The exhaustion many educators carry is not weakness; it’s nervous system literacy. Fatigue is the body telling the truth that the institution refuses to name. Collapse is not failure; it’s information. Burnout is not about workload; it is about the absence of co-regulation.

So I take field notes. I track sensations. Heat in the face when observed. Tightness in the chest when conflict arises. The sudden disappearance of language. These are invitations, not indictments. They show me where my nervous system is still holding stories older than my job.

And slowly, breath by breath, I find my way back into ventral safety. I advocate – not perfectly, but gently. I speak – not fully, but honestly. I ask – not forcefully, but steadily.

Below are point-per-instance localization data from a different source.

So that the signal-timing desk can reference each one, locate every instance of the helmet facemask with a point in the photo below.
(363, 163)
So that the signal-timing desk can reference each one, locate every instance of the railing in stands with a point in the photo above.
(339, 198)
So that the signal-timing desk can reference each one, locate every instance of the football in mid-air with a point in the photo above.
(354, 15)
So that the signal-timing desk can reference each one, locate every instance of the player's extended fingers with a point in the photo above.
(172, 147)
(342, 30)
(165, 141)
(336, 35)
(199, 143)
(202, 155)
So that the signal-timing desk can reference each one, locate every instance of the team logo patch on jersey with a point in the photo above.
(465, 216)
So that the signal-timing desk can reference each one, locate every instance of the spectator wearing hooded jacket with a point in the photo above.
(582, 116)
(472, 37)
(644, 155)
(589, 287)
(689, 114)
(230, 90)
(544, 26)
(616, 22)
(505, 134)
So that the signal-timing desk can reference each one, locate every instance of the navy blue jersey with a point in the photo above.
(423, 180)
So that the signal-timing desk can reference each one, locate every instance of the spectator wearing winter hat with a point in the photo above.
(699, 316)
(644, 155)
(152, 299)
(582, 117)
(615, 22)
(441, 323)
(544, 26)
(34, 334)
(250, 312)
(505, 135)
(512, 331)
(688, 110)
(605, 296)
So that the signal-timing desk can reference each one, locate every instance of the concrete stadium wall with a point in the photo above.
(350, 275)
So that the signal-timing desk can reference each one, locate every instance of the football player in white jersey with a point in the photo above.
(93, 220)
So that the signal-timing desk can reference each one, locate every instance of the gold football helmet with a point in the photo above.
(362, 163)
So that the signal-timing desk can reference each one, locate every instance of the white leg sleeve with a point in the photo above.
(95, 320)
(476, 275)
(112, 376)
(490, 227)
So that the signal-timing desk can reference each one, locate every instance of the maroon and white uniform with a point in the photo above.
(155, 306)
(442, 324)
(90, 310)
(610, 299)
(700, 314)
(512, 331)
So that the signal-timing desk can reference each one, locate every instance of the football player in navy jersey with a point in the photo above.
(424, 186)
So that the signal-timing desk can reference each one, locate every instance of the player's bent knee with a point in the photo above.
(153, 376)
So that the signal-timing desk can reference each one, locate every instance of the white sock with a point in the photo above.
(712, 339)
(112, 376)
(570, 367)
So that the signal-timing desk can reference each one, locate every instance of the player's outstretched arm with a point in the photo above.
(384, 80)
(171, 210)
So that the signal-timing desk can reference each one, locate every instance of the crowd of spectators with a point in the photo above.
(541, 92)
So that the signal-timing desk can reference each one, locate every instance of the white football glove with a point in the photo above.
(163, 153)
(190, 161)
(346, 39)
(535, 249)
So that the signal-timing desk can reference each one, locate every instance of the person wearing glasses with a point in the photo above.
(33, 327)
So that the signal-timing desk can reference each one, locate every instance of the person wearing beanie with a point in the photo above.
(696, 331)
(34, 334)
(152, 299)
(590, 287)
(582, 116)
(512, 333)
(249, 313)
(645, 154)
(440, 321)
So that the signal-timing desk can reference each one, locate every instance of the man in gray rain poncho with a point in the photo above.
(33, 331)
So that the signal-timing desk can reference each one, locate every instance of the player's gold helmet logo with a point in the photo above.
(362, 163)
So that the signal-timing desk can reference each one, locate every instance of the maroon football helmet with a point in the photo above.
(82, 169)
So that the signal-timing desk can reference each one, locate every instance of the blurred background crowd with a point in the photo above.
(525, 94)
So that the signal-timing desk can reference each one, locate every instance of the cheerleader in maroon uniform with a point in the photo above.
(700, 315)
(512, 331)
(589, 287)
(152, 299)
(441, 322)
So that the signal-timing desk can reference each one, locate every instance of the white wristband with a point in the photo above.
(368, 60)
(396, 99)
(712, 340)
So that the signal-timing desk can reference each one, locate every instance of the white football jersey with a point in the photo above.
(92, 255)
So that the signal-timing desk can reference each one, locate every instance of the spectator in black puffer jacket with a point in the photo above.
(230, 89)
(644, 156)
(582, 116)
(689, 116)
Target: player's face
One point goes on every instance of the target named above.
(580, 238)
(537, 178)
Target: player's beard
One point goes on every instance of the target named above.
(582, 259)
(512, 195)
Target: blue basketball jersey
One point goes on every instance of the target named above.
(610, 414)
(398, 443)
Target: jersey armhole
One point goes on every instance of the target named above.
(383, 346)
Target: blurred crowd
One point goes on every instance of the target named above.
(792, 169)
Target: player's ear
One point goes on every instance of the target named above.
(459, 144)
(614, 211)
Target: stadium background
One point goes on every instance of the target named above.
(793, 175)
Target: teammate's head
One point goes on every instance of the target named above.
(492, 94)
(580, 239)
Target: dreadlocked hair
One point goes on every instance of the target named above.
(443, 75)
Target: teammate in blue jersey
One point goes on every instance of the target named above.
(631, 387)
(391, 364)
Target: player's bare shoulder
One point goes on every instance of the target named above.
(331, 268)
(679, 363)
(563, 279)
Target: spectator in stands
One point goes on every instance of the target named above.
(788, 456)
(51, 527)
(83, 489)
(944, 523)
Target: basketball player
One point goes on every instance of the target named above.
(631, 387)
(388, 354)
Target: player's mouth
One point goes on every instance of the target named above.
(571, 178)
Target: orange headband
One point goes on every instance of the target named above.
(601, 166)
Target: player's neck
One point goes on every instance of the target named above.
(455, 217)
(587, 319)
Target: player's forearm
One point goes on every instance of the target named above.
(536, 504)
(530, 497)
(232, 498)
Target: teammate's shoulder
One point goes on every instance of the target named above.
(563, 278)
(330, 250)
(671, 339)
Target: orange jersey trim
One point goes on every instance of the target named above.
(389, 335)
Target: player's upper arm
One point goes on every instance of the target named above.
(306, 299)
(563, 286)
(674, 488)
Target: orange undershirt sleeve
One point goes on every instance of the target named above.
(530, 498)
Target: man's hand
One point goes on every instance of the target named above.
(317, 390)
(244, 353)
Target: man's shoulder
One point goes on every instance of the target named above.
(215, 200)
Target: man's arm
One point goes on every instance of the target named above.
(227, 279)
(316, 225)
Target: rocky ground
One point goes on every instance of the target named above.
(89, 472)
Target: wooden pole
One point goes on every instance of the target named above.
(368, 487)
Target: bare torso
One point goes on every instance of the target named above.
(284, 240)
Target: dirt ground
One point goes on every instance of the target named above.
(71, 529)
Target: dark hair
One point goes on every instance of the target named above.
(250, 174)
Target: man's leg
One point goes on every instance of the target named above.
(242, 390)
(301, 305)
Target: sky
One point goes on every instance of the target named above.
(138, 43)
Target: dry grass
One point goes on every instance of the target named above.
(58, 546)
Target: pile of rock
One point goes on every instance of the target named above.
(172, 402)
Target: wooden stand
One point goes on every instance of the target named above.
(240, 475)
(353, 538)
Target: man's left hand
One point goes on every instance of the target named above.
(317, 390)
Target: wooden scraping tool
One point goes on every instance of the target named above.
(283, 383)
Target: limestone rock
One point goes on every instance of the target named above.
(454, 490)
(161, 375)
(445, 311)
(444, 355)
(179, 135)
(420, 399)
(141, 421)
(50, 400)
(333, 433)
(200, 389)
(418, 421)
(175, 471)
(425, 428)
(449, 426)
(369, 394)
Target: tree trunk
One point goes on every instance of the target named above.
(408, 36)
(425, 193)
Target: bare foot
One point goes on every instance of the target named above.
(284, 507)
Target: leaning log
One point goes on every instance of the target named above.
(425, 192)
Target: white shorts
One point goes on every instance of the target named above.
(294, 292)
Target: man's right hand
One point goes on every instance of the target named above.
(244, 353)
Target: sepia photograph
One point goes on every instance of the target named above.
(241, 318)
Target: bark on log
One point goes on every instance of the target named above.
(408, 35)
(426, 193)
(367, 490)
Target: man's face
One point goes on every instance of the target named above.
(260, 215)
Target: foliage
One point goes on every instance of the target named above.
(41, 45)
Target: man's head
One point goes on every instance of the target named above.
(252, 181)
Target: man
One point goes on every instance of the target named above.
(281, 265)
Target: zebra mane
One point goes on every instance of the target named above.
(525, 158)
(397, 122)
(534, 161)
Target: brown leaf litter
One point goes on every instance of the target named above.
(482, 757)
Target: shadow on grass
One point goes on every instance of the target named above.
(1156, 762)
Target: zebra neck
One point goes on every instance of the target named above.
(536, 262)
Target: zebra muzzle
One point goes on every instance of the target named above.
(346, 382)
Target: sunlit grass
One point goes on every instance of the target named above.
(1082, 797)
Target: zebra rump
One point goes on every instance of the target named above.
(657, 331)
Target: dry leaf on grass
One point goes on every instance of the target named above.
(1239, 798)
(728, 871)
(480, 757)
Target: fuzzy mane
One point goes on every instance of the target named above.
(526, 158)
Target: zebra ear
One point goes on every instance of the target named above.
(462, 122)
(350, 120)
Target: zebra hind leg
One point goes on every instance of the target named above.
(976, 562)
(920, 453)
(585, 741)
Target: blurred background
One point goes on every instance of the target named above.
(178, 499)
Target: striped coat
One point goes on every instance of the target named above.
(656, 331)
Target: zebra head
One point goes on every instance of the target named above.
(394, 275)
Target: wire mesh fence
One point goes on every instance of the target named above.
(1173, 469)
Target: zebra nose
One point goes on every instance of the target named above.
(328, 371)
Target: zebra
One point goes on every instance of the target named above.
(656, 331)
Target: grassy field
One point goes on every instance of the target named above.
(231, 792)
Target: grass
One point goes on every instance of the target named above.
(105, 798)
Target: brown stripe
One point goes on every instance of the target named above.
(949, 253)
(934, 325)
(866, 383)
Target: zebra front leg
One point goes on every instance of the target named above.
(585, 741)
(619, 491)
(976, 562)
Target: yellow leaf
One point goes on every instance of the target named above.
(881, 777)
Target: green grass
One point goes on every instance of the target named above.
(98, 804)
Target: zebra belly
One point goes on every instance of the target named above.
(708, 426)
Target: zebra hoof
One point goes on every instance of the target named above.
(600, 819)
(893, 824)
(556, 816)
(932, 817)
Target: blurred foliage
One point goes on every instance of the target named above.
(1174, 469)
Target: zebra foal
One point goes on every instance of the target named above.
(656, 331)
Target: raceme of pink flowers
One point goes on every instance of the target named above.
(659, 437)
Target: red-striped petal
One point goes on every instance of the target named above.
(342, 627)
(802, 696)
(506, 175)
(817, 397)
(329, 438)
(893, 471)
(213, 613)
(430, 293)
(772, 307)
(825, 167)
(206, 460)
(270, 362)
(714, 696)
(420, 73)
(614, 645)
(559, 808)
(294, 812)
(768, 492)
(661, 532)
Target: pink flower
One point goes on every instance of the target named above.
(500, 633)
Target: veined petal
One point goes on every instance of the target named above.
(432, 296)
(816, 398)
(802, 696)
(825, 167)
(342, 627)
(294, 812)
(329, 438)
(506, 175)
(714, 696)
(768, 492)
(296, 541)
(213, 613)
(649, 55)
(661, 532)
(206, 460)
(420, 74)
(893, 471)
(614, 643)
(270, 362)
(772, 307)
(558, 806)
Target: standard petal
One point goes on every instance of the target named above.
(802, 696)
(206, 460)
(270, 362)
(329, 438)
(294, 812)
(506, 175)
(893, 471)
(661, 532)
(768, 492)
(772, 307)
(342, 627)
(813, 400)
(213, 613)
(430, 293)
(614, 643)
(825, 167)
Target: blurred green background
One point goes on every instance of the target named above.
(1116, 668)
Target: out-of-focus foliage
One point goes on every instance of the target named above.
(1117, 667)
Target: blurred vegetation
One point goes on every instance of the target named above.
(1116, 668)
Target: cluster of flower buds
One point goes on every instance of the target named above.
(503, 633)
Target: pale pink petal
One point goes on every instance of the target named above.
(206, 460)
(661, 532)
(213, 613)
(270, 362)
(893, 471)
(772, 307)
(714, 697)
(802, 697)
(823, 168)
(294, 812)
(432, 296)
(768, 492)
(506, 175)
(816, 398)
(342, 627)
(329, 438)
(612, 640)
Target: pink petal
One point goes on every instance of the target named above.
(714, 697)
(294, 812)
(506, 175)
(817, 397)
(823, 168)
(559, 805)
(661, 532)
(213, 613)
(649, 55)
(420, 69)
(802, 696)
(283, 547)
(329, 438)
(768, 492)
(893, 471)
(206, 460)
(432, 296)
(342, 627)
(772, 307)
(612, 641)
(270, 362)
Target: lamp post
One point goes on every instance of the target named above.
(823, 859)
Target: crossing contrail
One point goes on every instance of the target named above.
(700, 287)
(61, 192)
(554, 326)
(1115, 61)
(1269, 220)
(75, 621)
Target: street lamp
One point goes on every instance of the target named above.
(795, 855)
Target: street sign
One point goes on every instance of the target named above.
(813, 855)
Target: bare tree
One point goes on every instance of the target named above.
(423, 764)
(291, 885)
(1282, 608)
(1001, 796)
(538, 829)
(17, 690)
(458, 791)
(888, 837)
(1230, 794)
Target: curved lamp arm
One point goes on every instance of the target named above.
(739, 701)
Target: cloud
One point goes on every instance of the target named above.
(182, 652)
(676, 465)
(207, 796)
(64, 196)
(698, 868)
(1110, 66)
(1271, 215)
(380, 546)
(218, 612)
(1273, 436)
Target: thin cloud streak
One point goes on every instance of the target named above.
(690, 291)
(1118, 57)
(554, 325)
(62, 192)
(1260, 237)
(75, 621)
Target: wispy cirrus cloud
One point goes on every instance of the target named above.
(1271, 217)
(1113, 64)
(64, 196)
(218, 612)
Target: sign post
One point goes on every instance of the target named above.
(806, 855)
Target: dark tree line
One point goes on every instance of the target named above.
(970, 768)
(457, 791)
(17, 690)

This is nervous system literacy. It’s the work beneath the work.

We cannot reform education without reforming how we think about biology, trauma, safety, and relationship. We cannot regulate students with dysregulated adults. And we cannot build a culture of belonging in buildings that induce collapse.

The most important professional development happening in schools right now is silent. It is happening inside bodies.

Teaching begins in the nervous system. And so does culture change.